There were so many doom and gloomers who were so certain that the US/UK operation in Iraq would inflame the region and lead to extreme instability. Iran has always been a wildcard for the future. This story is very encouraging.
Iran Not Next in U.S. Firing Line - Vice President
Tue April 8, 2003 02:44 PM ET
By Gilles Trequesser
TEHRAN (Reuters) - A top Iranian official said on Tuesday he did not expect the United States to turn its military might on Iran after the war in Iraq was over, but Washington had other ways to put pressure on Tehran.
Vice President Mohammad Ali Abtahi told Reuters: “Americans don’t need military tools to apply pressure on us, they have other channels.” He declined to identify these channels.
The United States has accused Iran of sponsoring terrorism and President Bush included it in an “axis of evil,” together with Iraq and North Korea.
Non-military pressure could include warning Tehran that economic sanctions could be tightened or that Washington could press for a United Nations resolution to outlaw a nuclear program which the United States says Iran is developing, but which Tehran denies.
But diplomats say Washington has sent assurances to Tehran that establishment of an American-backed government in Baghdad once Iraqi President Saddam Hussein was ousted was not part of a grander regional scheme to encircle Iran after the fall of the Taliban 18 months ago in Afghanistan, its eastern neighbor.
Iran has vowed to stay neutral in the war on its doorstep but is torn between enmity for both its traditional arch-enemy the United States and Saddam, whose forces used chemical weapons against Iranian troops during the 1980-88 Iran-Iraq war.
Government officials acknowledge it feels like being caught between a rock and a hard place but, in the words of one, “it is the only solution.”
That neutrality was tested on Tuesday after a rocket, apparently fired in Iraq, fell outside the southwestern city of Abadan and killed a teenager, according to local officials.
WELCOME AMERICANS WITH FLOWERS
Abtahi said the best way to protect Iran from any foreign intervention was to institutionalize democracy, a goal moderate President Mohammad Khatami has pursued since his first landslide election in 1997, with mixed results in the face of resistance from hard-line opponents.
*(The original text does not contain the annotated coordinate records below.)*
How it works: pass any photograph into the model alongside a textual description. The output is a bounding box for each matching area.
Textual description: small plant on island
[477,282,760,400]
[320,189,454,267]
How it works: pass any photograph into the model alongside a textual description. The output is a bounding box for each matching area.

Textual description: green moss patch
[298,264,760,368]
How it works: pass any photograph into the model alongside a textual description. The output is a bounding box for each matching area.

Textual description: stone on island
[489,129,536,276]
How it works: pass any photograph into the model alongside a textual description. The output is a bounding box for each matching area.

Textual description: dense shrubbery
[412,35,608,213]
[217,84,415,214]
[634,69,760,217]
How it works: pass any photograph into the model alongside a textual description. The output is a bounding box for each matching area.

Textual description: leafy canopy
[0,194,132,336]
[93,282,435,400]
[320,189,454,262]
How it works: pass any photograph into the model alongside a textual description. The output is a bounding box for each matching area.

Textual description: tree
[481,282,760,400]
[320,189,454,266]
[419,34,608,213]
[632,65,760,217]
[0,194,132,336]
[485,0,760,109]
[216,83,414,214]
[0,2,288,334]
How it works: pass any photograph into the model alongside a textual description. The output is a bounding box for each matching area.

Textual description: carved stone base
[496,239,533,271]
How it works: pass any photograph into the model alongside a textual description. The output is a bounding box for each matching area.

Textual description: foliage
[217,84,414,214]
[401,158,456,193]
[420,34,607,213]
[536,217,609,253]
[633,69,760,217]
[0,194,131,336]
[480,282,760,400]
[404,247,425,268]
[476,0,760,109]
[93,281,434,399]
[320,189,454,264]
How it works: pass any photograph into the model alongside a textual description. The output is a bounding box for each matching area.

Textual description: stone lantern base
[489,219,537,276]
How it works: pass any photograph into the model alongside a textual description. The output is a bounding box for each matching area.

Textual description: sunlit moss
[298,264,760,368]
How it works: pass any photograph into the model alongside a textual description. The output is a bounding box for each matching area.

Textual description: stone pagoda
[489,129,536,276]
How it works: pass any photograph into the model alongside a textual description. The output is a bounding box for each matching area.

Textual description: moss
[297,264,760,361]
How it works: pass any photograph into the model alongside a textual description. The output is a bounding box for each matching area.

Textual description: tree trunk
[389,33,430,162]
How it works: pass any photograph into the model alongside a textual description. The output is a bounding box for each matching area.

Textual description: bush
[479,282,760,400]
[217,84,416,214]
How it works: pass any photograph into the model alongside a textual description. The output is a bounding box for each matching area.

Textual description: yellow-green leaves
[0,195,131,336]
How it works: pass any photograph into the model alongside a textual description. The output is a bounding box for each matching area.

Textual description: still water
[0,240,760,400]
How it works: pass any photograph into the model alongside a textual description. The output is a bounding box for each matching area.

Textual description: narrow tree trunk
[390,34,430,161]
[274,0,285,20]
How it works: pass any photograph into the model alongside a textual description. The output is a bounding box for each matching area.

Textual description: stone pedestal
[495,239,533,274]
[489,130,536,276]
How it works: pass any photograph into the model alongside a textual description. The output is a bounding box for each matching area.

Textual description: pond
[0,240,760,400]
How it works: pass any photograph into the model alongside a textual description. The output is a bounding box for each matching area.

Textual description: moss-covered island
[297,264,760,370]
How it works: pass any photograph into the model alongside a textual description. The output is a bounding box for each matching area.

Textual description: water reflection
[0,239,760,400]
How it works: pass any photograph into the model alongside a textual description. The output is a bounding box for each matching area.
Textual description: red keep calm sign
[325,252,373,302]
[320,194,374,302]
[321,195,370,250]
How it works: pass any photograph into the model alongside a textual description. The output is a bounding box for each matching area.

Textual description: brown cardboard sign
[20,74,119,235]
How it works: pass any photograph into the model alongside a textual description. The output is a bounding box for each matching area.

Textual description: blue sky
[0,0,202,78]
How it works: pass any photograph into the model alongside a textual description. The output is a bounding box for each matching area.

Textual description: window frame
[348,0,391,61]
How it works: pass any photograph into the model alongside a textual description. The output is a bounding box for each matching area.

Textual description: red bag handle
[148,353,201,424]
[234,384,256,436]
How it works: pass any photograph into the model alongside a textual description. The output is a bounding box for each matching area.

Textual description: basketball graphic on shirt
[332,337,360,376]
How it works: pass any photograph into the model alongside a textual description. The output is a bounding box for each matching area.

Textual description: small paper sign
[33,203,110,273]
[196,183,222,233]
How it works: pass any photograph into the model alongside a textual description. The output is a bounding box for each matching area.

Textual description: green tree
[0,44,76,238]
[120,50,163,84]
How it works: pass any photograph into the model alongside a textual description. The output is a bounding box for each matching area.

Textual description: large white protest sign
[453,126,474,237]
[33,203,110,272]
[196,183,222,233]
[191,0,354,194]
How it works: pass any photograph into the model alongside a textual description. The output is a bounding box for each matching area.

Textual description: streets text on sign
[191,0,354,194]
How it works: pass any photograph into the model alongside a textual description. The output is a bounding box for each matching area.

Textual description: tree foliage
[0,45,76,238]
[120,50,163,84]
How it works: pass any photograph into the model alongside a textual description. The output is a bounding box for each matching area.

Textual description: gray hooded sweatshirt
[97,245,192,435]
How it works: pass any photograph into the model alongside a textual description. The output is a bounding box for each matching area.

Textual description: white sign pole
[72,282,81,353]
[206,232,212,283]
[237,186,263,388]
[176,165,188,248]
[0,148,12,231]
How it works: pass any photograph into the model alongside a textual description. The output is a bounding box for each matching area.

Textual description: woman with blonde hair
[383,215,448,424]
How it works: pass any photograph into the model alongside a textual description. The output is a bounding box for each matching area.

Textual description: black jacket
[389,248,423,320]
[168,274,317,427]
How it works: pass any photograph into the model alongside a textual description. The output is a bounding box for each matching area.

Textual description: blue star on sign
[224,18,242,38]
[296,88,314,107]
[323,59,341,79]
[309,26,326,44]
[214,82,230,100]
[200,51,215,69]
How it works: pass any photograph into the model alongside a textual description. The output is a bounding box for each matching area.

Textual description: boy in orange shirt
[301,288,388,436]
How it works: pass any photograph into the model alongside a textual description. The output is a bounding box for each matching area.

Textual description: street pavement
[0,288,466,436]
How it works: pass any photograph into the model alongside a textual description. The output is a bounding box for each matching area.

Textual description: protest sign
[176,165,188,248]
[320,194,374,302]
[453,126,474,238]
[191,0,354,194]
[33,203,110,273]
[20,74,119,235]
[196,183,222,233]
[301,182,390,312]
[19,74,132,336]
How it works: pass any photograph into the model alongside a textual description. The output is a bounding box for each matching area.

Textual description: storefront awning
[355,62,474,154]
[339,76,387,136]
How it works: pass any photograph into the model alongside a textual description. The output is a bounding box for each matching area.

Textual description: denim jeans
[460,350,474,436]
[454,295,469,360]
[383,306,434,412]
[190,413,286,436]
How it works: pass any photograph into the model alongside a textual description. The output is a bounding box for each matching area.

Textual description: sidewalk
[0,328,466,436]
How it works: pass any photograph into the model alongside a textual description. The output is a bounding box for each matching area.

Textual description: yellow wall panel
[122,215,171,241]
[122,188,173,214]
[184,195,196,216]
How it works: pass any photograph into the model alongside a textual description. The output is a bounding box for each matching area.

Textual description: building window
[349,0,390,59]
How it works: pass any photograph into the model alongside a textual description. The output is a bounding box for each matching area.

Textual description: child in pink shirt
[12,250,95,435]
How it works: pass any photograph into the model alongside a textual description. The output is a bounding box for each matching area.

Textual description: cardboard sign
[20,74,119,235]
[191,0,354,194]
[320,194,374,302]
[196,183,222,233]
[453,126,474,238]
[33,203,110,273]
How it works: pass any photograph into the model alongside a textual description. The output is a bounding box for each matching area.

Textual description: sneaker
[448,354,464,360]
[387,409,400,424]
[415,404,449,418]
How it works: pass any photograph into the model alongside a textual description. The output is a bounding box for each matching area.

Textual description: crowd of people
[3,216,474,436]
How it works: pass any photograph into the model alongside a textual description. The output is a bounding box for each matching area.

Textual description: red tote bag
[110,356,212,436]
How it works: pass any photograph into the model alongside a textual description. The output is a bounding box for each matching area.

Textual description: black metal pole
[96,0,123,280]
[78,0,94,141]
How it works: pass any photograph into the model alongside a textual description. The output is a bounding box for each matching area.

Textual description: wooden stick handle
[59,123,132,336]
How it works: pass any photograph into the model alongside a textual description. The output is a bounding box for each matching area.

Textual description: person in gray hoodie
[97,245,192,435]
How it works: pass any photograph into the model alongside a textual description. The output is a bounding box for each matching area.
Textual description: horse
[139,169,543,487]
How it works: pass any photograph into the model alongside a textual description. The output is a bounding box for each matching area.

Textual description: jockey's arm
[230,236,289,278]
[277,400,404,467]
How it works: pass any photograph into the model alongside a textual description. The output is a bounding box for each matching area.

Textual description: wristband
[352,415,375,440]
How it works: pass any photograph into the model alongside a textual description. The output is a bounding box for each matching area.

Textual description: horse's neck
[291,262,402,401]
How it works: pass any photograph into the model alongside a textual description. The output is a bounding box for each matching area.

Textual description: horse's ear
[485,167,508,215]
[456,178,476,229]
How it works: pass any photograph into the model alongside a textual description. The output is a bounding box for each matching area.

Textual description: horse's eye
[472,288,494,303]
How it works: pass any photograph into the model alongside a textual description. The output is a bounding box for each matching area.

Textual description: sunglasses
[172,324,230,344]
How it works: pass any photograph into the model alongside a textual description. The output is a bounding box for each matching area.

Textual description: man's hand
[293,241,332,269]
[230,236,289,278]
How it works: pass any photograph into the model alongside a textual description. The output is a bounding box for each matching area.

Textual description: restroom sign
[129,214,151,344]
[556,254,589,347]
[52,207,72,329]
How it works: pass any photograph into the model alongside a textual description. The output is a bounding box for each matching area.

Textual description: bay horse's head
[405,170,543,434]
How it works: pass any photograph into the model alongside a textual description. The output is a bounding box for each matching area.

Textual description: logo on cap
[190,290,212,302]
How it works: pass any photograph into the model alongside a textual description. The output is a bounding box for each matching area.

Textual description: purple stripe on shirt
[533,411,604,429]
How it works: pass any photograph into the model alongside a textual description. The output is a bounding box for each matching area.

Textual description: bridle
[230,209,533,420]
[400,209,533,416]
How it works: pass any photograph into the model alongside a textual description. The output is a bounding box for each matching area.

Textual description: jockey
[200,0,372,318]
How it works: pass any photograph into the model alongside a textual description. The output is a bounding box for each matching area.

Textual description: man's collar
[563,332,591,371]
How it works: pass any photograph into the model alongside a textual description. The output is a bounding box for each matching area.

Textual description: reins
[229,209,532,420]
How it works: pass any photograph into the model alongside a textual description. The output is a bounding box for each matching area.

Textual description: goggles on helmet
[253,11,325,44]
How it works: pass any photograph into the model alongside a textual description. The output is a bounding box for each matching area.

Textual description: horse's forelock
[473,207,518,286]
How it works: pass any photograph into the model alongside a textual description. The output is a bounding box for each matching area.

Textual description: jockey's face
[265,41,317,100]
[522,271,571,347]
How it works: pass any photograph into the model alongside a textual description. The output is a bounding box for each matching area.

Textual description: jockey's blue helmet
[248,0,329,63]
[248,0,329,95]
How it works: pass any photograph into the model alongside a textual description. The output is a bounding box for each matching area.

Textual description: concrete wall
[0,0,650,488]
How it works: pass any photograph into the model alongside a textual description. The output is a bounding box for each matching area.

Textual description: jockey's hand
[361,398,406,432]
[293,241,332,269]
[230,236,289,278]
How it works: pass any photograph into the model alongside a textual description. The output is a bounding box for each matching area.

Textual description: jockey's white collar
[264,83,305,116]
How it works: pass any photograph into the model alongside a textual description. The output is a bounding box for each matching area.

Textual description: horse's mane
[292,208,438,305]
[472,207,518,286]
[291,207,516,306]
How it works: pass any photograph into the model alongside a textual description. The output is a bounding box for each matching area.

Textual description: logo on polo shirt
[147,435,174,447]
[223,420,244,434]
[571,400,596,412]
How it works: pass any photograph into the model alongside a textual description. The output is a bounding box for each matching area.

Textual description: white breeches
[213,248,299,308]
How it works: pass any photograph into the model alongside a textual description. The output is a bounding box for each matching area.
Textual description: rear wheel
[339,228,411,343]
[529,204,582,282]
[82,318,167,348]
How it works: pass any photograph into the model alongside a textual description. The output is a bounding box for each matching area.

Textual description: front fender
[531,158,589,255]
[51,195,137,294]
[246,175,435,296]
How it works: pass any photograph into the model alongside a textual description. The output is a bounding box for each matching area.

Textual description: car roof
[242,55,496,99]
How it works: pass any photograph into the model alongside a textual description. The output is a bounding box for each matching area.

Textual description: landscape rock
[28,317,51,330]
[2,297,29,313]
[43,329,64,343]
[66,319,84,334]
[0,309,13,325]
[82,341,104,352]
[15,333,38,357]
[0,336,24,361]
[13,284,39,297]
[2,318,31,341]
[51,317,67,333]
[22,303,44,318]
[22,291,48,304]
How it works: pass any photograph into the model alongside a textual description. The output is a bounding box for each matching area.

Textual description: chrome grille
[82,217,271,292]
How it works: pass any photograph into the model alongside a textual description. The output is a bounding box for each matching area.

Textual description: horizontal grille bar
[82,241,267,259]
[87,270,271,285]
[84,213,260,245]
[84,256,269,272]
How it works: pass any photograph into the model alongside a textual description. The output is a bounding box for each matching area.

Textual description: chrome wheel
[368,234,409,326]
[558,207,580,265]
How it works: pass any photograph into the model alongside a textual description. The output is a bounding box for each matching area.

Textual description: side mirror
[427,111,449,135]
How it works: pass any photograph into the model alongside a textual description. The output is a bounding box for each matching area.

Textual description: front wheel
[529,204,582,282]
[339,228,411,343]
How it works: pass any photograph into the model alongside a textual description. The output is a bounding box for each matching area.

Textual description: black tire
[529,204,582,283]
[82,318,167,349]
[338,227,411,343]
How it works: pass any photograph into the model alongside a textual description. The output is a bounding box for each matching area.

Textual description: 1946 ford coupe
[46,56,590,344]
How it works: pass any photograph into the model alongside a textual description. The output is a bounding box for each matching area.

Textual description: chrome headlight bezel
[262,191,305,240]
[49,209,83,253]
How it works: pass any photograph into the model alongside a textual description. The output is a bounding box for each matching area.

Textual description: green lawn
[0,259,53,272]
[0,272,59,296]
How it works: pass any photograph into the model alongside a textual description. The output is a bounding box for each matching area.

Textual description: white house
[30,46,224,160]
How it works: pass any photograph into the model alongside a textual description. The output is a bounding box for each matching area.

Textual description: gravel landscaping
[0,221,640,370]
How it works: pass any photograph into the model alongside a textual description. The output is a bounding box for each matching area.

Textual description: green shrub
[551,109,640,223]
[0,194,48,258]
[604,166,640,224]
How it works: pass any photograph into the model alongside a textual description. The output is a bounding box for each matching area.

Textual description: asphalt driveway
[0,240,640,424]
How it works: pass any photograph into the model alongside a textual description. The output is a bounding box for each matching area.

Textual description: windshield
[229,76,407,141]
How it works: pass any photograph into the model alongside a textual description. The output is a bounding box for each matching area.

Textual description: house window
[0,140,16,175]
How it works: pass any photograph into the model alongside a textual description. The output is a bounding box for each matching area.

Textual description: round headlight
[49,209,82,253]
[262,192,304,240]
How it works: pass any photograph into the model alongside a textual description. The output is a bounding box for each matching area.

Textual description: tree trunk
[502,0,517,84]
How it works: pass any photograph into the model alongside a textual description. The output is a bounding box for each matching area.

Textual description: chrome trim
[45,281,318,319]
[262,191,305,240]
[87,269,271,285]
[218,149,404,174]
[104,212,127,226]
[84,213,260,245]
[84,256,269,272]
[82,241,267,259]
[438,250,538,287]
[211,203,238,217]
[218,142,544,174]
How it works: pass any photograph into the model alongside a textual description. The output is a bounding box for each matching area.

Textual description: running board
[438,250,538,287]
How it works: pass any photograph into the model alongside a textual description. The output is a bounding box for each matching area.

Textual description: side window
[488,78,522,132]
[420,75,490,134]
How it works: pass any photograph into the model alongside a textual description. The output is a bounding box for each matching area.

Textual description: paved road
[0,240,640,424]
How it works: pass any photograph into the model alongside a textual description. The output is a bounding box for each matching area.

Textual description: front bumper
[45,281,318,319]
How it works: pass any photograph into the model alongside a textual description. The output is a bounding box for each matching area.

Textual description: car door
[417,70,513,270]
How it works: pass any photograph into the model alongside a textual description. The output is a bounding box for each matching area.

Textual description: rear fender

Washington officials have said they support what they view as the Iranians’ desire to tear down the Shiite Muslim conservative establishment, which runs Iran through a plethora of unelected bodies, with Supreme Leader Ayatollah Ali Khamenei at the top.
Abtahi’s assessment that Iran will not be next in Washington’s firing line was shared by many in Tehran, from the well-to-do neighborhoods in the north to the dusty alleyways of the sprawling downtown bazaar.
For Mohammed, 61, a trained engineer who owns a spice shop in the bazaar, Iranians can use all the help Americans are willing to provide to end an Islamic Republic in place since the 1979 revolution that toppled the U.S.-backed shah.
“We’re ready for a peaceful relationship with the U.S., as we’ve had in the past, but we need a strong political message of support (from Washington) and the people will do the rest,” he said as he dished out scoops of saffron and pistachio nuts.
In another lane of shops selling pastry, cheap clothes, electrical goods and toiletries, Jalal, 38, agreed.
“I am not concerned about the Americans coming to Iran,” he said.
“But I want this to be without bloodshed. I’ll welcome them with flowers.”